Over time, his sustained focus on privatization led increasingly to the study of digital educational privatization. Beginning in the mid-2010s, Saltman’s scholarship turned to the role of data-driven platforms, educational software, surveillance systems, smart technologies, and artificial intelligence in reshaping schooling. His recent work argues that many contemporary AI initiatives intensify earlier forms of privatization by transforming learning into data production, expanding corporate control, and narrowing democratic authority over education.
A recurring feature of Saltman’s scholarship is its effort to bridge traditional policy analysis with critical theory and cultural studies drawing on scholarship across the humanities and critical social sciences. His work examines the values, assumptions, and ideologies embedded in educational policy and practice while exploring possibilities for democratic education, critical literacy, and emancipatory social change.
Saltman received his PhD in Curriculum and Instruction from Pennsylvania State University in 1999 and an Honors Bachelor’s degree in Philosophy from McGill University. Prior to joining the University of Illinois Chicago, he taught at the University of Massachusetts Dartmouth, DePaul University, and St.

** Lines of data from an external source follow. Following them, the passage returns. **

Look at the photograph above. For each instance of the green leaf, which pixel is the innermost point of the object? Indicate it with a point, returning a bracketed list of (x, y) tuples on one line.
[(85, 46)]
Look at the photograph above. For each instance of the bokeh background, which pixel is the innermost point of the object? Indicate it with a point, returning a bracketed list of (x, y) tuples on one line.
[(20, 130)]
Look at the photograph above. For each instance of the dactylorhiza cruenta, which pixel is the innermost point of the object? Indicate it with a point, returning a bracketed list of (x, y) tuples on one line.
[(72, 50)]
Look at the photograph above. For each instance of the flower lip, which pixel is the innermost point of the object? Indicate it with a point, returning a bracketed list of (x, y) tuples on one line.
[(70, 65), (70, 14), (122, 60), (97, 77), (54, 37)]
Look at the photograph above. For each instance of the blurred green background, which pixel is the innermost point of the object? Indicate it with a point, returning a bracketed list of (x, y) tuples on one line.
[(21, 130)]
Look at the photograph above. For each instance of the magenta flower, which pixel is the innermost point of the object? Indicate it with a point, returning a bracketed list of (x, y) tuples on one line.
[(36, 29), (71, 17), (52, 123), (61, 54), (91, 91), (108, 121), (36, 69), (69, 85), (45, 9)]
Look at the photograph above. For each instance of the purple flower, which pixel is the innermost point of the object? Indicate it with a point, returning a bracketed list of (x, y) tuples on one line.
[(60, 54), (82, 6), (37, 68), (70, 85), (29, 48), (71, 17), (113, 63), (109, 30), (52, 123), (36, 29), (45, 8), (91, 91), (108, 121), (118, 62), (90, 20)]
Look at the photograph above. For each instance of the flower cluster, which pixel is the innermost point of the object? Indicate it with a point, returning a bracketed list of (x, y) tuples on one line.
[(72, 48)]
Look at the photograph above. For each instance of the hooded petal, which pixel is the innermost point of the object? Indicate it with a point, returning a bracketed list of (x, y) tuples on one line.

Joseph’s University in Philadelphia. Before entering academia, he taught ESL in Prague and Pusan, South Korea.
He has received several book awards and a Fulbright Research Chair. His recent books include AI Schools and the New Child Labor (2026), Smart Drugs, Attention Doping, and Screen Addicts (2025), The Politics of Education: A Critical Introduction (3rd edition, 2025), The Disaster of Resilience (2023), and The Alienation of Fact (2022).